As you can probably imagine, after being in an abusive marriage, I have trust issues. With so many scenarios, I find myself thinking "what's the catch?", "what's in it for him?" or I'm simply waiting for the other shoe to drop. I had to play detective for so long, I immediately distrust. My therapist encouraged me to build relationships that give me the opportunity to build trust. I have been trying to do that, but it's new and different and absolutely terrifying.
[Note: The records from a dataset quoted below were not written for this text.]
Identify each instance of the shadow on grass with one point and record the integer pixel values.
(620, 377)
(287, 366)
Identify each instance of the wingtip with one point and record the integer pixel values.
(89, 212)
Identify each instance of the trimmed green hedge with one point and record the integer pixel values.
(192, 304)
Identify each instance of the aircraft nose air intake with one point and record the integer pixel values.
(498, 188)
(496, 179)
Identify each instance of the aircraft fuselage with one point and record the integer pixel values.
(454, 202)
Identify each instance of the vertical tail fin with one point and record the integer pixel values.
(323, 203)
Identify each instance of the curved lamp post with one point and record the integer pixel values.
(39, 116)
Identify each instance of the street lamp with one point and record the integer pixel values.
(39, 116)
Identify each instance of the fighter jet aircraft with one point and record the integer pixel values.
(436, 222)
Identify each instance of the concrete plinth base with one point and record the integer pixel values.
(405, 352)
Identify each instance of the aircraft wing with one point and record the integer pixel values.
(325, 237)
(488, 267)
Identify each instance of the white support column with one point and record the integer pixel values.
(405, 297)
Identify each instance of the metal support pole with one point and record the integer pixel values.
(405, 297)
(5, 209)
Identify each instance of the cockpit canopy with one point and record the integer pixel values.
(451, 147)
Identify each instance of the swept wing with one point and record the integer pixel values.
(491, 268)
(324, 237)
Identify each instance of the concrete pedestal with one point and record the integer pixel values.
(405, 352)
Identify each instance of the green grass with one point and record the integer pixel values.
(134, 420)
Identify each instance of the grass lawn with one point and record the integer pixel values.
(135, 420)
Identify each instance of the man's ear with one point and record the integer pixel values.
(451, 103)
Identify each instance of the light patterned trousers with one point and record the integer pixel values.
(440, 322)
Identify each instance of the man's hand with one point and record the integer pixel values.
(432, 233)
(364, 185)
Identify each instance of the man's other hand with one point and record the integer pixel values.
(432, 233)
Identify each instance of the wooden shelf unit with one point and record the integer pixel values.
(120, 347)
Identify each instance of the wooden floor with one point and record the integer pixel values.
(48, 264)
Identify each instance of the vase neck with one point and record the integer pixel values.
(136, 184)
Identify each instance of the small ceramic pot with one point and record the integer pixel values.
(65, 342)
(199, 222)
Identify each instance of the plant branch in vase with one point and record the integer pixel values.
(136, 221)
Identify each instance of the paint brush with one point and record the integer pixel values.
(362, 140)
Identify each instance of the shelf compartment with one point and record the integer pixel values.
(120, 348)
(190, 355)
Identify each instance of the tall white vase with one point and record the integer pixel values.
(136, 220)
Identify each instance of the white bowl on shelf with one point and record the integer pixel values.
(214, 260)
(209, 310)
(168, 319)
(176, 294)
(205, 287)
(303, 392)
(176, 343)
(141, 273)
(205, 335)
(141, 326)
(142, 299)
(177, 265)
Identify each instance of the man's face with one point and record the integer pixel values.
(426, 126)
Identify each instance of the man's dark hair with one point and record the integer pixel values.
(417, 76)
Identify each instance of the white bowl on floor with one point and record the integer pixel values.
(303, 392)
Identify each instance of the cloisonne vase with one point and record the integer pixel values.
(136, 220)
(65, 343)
So once again, I wrote my feelings out in poem-form.
Learning to Trust
When trauma has triumphed for decades or more
It makes things so hard to have your faith restored
With every small action, each kindness displayed
The default response is to try and dissuade
For kindness can’t come without something in return
There’s always a catch, it’s so hard to discern
It just feels so foreign to trust someone is kind
When for so many years, good and bad were entwined
The Jekyll and Hyde that emerged without warning
Forced a mental blockade to protect from the storming
But not all folks are like that, there is goodness out there
There are people who’ll love you, who’ll genuinely care
But how does one rewire a brain so distorted,
When everything inside tries so hard to thwart it?
Survival instincts can be deeply ingrained
And even with effort, many triggers remain
It takes so much work to allow someone in
To let someone near you and let trusting begin
There’s risk in so doing, and the fear can be strong
Each inch of your being may scream “This is wrong!”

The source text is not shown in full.